Laten we dat de hypothese van de trage poolreis noemen, dat de rondreis over de polen vanwege de poolkou ongeveer 1,6 uur langer zou duren dan de rondreis langs de equator. Met die calculator blijkt dat het reistijdverschil bijna volledig door het temperatuurverschil komt, de bijdrage van het vochtigheidsverschil is verwaarloosbaar (5 minuten). De vraag is of de hypothese van de trage poolreis bevestigd wordt door de meetgegevens. Dat is makkelijk te controleren in het rapport van de Royal Society over de uitbarsting van de Krakatau (1888) op de wereldkaarten met de isochronen van de drukgolf (met name de isochronen van het tijdstip van het eerste diepe drukminimum, dat tijdstip was op alle barogrammen het beste meetbaar).Michel Uphoff schreef: ↑ma 21 jul 2014, 23:39Een geluidsgolf die noord-zuid reist (over de polen) ziet dan een gemiddelde luchtvochtigheid van 45% bij een temperatuur van gemiddeld 0 graden, en een oost-west golf ziet een gemiddelde luchtvochtigheid van 90% bij 25 graden.
Volgens deze calculator zijn de round trip tijden van dit nattevingerwerk dan 33,5 en 31,9 uur.
Isochroon 38 van figuur 2B vertoont enkele lobben, die laten zien in welke richtingen de rondreis het traagste was. Volgens de hypothese van de trage poolreis zouden er twee lobben moeten zijn, naar noord en zuid, en geen verschil tussen oost en west. Die hypothese is duidelijk in strijd met de meetgegevens.
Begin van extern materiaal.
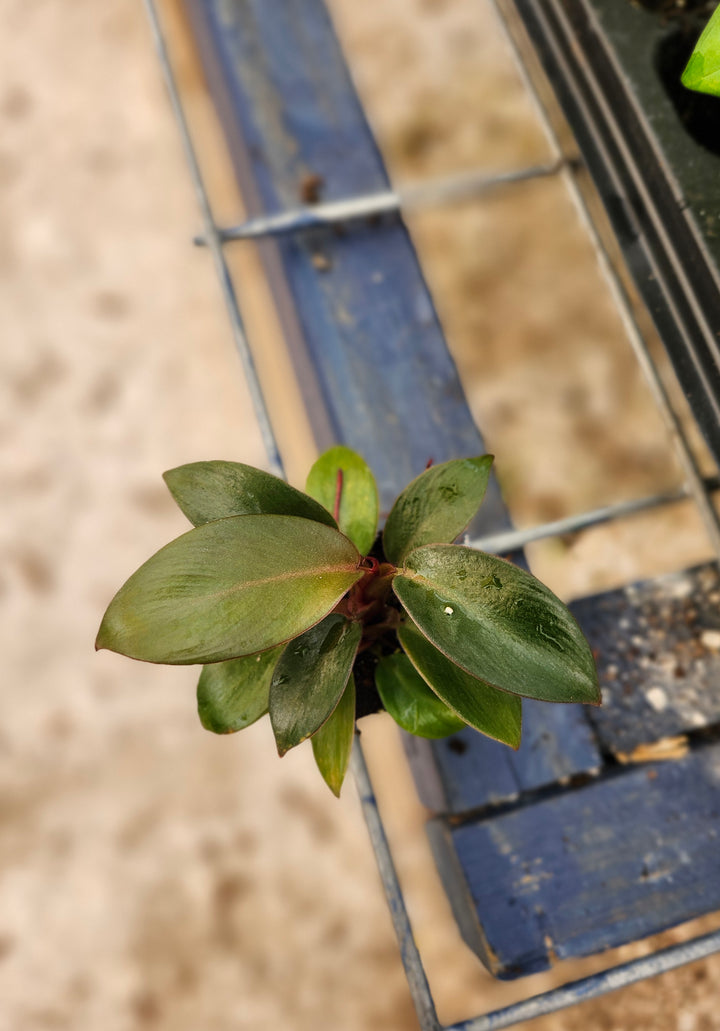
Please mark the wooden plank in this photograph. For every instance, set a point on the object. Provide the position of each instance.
(657, 646)
(589, 868)
(464, 772)
(369, 351)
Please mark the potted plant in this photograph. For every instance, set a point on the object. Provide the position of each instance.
(295, 606)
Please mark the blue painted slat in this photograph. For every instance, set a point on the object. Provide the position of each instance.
(369, 340)
(588, 869)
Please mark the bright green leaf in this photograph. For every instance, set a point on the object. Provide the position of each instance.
(230, 588)
(408, 700)
(206, 491)
(232, 695)
(311, 677)
(491, 711)
(359, 505)
(702, 71)
(498, 623)
(333, 742)
(436, 506)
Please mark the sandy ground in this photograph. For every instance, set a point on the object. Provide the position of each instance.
(151, 874)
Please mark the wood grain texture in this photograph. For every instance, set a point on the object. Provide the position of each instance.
(587, 869)
(370, 355)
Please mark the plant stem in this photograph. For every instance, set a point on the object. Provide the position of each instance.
(338, 495)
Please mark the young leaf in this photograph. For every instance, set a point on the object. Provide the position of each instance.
(702, 71)
(333, 742)
(232, 695)
(230, 588)
(410, 701)
(497, 623)
(309, 678)
(206, 491)
(491, 711)
(358, 494)
(436, 506)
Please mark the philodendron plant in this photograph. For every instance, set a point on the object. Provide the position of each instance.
(297, 608)
(702, 71)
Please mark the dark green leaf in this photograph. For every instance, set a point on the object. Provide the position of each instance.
(232, 695)
(436, 506)
(702, 71)
(358, 513)
(230, 588)
(498, 623)
(333, 742)
(206, 491)
(309, 678)
(491, 711)
(410, 701)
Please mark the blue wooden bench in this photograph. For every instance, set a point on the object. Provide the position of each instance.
(603, 827)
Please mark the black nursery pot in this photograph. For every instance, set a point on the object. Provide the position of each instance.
(653, 150)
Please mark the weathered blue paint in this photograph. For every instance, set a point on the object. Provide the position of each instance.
(361, 323)
(465, 771)
(587, 869)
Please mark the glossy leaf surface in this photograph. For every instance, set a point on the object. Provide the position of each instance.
(702, 71)
(359, 504)
(206, 491)
(311, 677)
(333, 742)
(410, 701)
(436, 506)
(497, 623)
(491, 711)
(230, 588)
(232, 695)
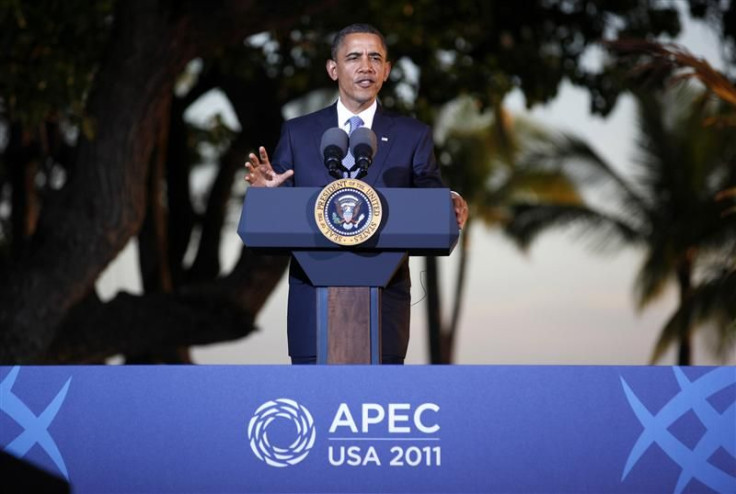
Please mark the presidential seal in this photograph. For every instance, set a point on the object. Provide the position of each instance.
(348, 211)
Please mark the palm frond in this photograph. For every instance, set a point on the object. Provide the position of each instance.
(712, 304)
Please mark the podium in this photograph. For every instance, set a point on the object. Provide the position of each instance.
(349, 279)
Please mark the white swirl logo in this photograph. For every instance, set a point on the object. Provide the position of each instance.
(266, 414)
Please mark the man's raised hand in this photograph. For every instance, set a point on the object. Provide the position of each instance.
(259, 172)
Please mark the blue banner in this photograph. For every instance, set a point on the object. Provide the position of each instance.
(374, 429)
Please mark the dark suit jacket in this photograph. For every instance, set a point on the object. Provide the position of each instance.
(404, 158)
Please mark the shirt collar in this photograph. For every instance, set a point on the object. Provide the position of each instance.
(343, 114)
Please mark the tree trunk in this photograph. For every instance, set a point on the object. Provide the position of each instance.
(684, 282)
(84, 226)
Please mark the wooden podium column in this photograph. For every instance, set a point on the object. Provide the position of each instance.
(349, 325)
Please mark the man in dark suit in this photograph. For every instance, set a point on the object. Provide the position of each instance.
(404, 158)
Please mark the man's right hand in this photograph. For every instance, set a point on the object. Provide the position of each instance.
(261, 174)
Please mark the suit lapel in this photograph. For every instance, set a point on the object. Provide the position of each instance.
(382, 124)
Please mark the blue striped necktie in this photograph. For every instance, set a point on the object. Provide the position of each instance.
(349, 161)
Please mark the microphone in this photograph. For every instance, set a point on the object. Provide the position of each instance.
(363, 145)
(334, 147)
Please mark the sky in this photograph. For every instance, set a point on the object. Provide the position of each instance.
(558, 303)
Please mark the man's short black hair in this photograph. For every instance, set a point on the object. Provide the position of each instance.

Men constateerde dat meewind/tegenwind de juiste verklaring was voor de drie lobben van isochroon 38 van figuur 2B. De figuur laat zien dat de rondreis van de drukgolf langs de equator in oostelijke richting 1 uur langer duurde dan in de omgekeerde richting, dat is 3% van de reistijd. Langs de equator heerste dus oostenwind met een snelheid die 1,5% was van de voortplantingssnelheid van de drukgolf, dat is ongeveer 4 m/s. Dat is de bekende passaat! De oostwaartse rondreis had de passaat als tegenwind, de westwaartse had hem als meewind.
Figuur 2B laat ook zien dat de rondreis vanuit Krakatau naar het noordoosten en naar het zuidoosten een uur langer duurde dan de rondreis naar het noordwesten en naar het zuidwesten. Dat kon verklaard worden door 10 m/s westenwind op de gematigde breedten (40°-60°). (Taylor, 1929)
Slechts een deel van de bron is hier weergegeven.